What is recall in vector search results? Recall in vector search measures how well an Approximate Nearest Neighbor (ANN) algorithm retrieves the true top results compared to an exact (ground-truth) search. When searching high-dimensional data, ANN algorithms trade precision for speed by approximating results, but this can miss some true matches. Recall quantifies the fraction of ground-truth neighbors successfully returned by the ANN method. For example, if an exact search identifies 100 neighbors for a query, and the ANN retrieves 80 of them, the recall is 80%.

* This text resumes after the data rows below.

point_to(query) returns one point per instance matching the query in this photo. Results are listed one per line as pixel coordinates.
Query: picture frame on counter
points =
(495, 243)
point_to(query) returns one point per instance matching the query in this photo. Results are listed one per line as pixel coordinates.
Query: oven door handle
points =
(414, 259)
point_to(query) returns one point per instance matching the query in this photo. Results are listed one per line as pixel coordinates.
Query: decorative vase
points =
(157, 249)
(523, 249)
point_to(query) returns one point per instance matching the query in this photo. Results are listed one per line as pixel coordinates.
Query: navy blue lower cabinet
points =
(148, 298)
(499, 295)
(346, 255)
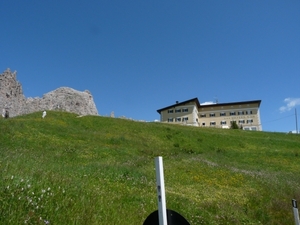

How is recall calculated? Recall is computed by comparing the ANN’s output against a ground-truth dataset generated via brute-force exact search. For a given query, let the ground-truth set contain the top k nearest neighbors. If the ANN returns k results, recall is the ratio of overlapping items between the ANN’s results and the ground-truth set to k. Mathematically, recall = (number of shared items) / k. For instance, if the ground-truth has 10 neighbors and the ANN retrieves 7 of them, recall is 0.7. This is repeated across all queries, and the average is reported.
Practical considerations and examples Ground-truth sets are typically precomputed using exact methods, which are slow but accurate. ANN evaluation often uses fixed k (e.g., top 100) for consistency. For example, in image retrieval, if an ANN finds 90 out of 100 true matches for a query image, its recall is 90%. However, if the ANN returns more or fewer results than k, the calculation adjusts. If the ANN returns 200 results containing 95 of the ground-truth 100, recall is 95/100 = 0.95. High recall indicates the ANN closely approximates exact results, but it often comes at the cost of higher computational overhead.